The Dubstep theme, by BerryGlowDesigns, is what is considered a Zen theme. It’s a throwback to OS5 where there are no panes (thank you!). There are six customizable icons at the bottom of the screen which are relative to the first six in your menu. Working your way up the screen is where Dubstep becomes highly useable.
Scrolling up from the right-most icon takes you to the speaker icon which is a shortcut to your sound options. While I mostly (99% of the time) use the Q button to switch from normal to vibrate, it’s nice to be able to quickly access that menu.

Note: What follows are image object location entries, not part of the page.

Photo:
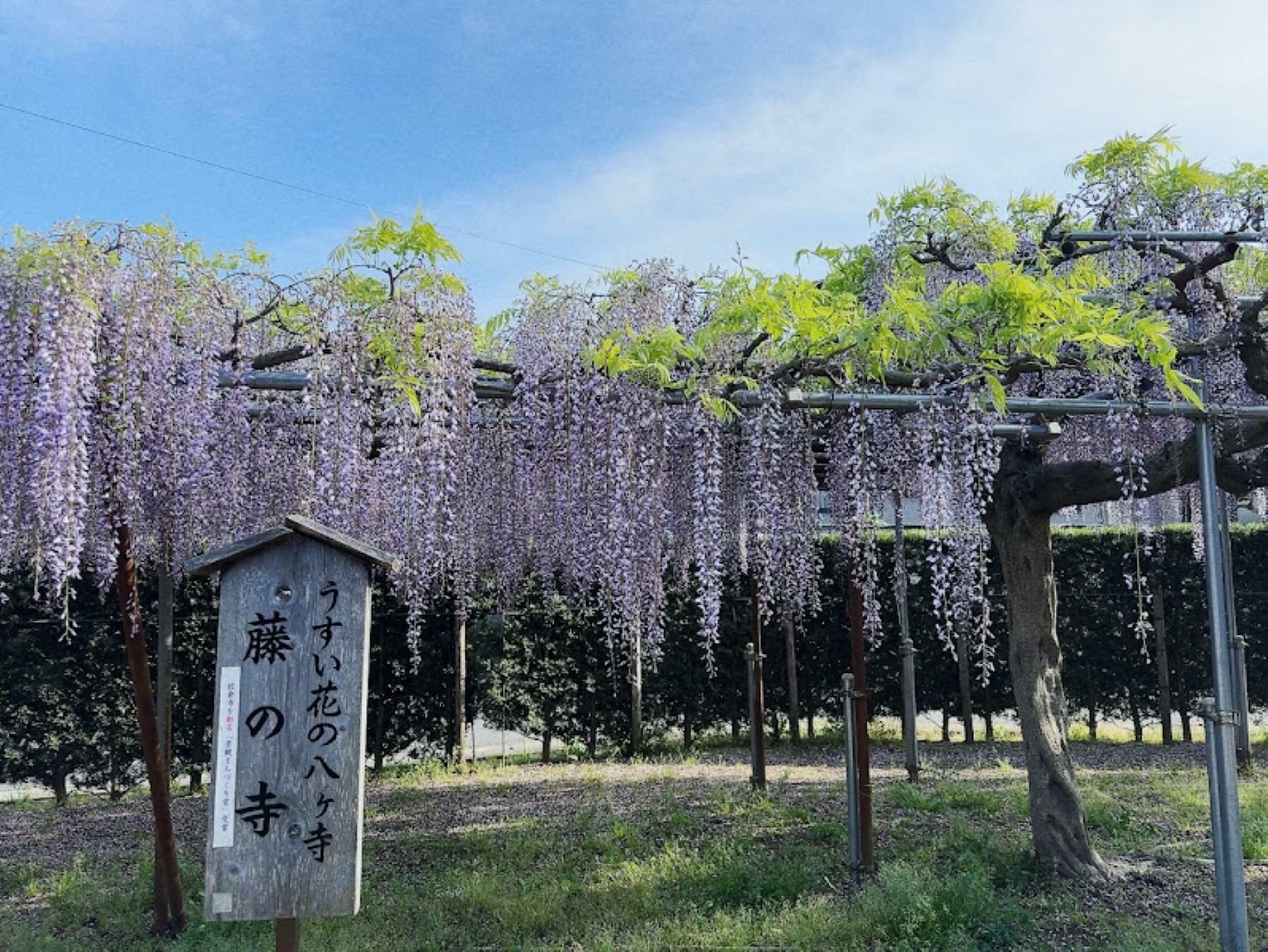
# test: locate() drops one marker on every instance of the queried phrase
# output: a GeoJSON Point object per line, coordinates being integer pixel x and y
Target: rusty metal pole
{"type": "Point", "coordinates": [859, 669]}
{"type": "Point", "coordinates": [853, 817]}
{"type": "Point", "coordinates": [910, 752]}
{"type": "Point", "coordinates": [756, 695]}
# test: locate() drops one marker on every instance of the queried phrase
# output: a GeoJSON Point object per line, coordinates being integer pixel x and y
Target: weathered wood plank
{"type": "Point", "coordinates": [284, 826]}
{"type": "Point", "coordinates": [217, 558]}
{"type": "Point", "coordinates": [340, 540]}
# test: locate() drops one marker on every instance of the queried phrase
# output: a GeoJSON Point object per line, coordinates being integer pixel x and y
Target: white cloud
{"type": "Point", "coordinates": [1001, 102]}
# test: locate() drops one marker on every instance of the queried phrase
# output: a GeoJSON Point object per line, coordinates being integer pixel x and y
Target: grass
{"type": "Point", "coordinates": [678, 853]}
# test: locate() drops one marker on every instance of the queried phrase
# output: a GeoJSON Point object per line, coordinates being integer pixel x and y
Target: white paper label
{"type": "Point", "coordinates": [226, 758]}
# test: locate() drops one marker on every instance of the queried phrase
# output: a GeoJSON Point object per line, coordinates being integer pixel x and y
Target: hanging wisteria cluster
{"type": "Point", "coordinates": [618, 437]}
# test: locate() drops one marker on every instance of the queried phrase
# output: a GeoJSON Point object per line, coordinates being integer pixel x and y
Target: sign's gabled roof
{"type": "Point", "coordinates": [217, 559]}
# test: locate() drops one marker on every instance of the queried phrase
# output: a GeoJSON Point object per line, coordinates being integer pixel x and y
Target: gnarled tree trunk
{"type": "Point", "coordinates": [1023, 543]}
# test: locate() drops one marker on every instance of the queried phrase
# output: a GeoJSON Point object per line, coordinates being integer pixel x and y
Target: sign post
{"type": "Point", "coordinates": [287, 796]}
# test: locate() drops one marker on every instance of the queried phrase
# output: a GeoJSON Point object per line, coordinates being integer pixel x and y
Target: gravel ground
{"type": "Point", "coordinates": [1155, 884]}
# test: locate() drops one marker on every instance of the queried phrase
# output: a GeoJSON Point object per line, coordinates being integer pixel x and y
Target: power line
{"type": "Point", "coordinates": [269, 181]}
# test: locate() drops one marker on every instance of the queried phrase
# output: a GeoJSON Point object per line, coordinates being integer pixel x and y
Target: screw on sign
{"type": "Point", "coordinates": [287, 783]}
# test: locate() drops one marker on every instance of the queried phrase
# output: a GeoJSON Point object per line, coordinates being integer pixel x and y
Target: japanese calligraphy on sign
{"type": "Point", "coordinates": [287, 783]}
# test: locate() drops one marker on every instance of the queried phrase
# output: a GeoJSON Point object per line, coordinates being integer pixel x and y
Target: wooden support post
{"type": "Point", "coordinates": [791, 662]}
{"type": "Point", "coordinates": [637, 696]}
{"type": "Point", "coordinates": [961, 651]}
{"type": "Point", "coordinates": [459, 690]}
{"type": "Point", "coordinates": [859, 669]}
{"type": "Point", "coordinates": [163, 701]}
{"type": "Point", "coordinates": [286, 934]}
{"type": "Point", "coordinates": [169, 901]}
{"type": "Point", "coordinates": [756, 695]}
{"type": "Point", "coordinates": [1164, 676]}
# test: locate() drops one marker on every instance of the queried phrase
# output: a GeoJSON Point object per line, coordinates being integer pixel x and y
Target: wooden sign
{"type": "Point", "coordinates": [284, 832]}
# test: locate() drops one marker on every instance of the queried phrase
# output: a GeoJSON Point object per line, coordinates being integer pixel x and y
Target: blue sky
{"type": "Point", "coordinates": [597, 131]}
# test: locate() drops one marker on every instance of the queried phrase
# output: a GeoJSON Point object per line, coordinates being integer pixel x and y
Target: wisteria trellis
{"type": "Point", "coordinates": [647, 426]}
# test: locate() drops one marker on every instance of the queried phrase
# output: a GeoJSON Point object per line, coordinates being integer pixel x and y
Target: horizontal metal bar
{"type": "Point", "coordinates": [836, 400]}
{"type": "Point", "coordinates": [1161, 236]}
{"type": "Point", "coordinates": [262, 381]}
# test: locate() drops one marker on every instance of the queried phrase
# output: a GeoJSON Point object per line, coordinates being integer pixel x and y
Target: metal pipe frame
{"type": "Point", "coordinates": [1180, 238]}
{"type": "Point", "coordinates": [841, 400]}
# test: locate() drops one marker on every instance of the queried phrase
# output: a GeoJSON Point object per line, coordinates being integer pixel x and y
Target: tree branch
{"type": "Point", "coordinates": [1055, 486]}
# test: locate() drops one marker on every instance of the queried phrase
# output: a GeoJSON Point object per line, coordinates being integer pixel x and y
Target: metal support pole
{"type": "Point", "coordinates": [1221, 728]}
{"type": "Point", "coordinates": [1206, 712]}
{"type": "Point", "coordinates": [756, 733]}
{"type": "Point", "coordinates": [1236, 647]}
{"type": "Point", "coordinates": [910, 752]}
{"type": "Point", "coordinates": [163, 686]}
{"type": "Point", "coordinates": [859, 669]}
{"type": "Point", "coordinates": [853, 813]}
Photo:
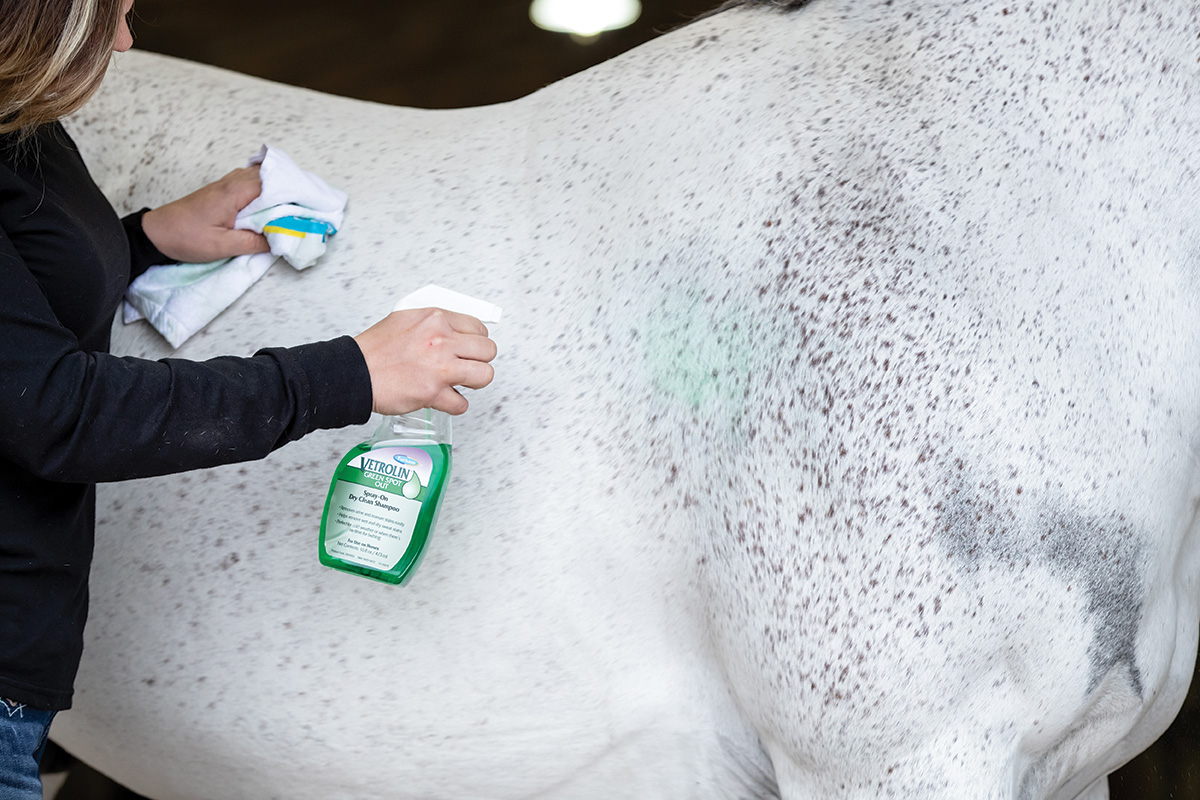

Scrolling up from the left-most icon highlights your signal meter and is a shortcut to Manage Connections. This one is a must for me. I’m often turning my radios on and off as I switch UMA to 3G so as not to connect to random WiFi networks.
Finally, scrolling up from any of the middle four icons takes you first to the clock for a shortcut (it took me a while to notice that middle stop) and then to a bar where your notifications show up. Clicking on the bar opens your unified messages inbox. I love my unified messages inbox. I have everything pour in there so that I’m not having to open this inbox for that email, and Twitter for my feed, etc. However- M does the same thing. When there is already a faster shortcut (pressing M is faster than scrolling and clicking), I don’t see a need for that version. What I would have rather seen is that to open a today screen, showing upcoming calendar events (not messages, I’ve got that covered).
Dubstep wasn’t necessarily built for functionality. As I mentioned, Dubstep is about showing off your Dubstep pride. It’s visually appealing to me. Check out the screen shots. There’s a beautiful background of greys, turquoise, and a splash of red. It reminds me of a graffitied wall. In the center are the words “We Love Dubstep,” with Love in red and the others in white. That makes sense for the theme. It’s about Dubstep.
Funny side story- I was having a conversation with a co-worker (he still rocks a 9530; yes a Storm 1) about two days after obtaining the theme, and he mentioned Dubstep, looked at me a second and said, “You know what Dubstep is?” I snapped up my Berry and flashed the screen. He gave me knuckles. Thank the Dubstep theme for that one.
The most impressive part of the theme I’ve saved for last. It’s the transitions. I like transitions. They make interacting with the device more fun. The problem I’ve run into is that typically, transitions will slow down my Berry and make using it less enjoyable; Not so here. The transitions, which take form of fly in from center, fly out from center, and drop in from top, are quick and painless. I *knew* it could be done! They are fluid and great for showing off to non-believers.
My overall take; I am able to use Dubstep as a daily driver. It’s not my *perfect* theme, but there is enough functionality for me to be able to get what I want done quickly, often without looking. The transitions and colors make it awesome for showing off and if you love Dubstep, people will know it by your Berry.
Dubstep, by BerryGlowDesigns, is available in AppWorld for $2.99 which, for me, is where premium themes should be priced. If I’m passionate about something, I’ll shell out $3 to let people know and support my habit… er, hobby.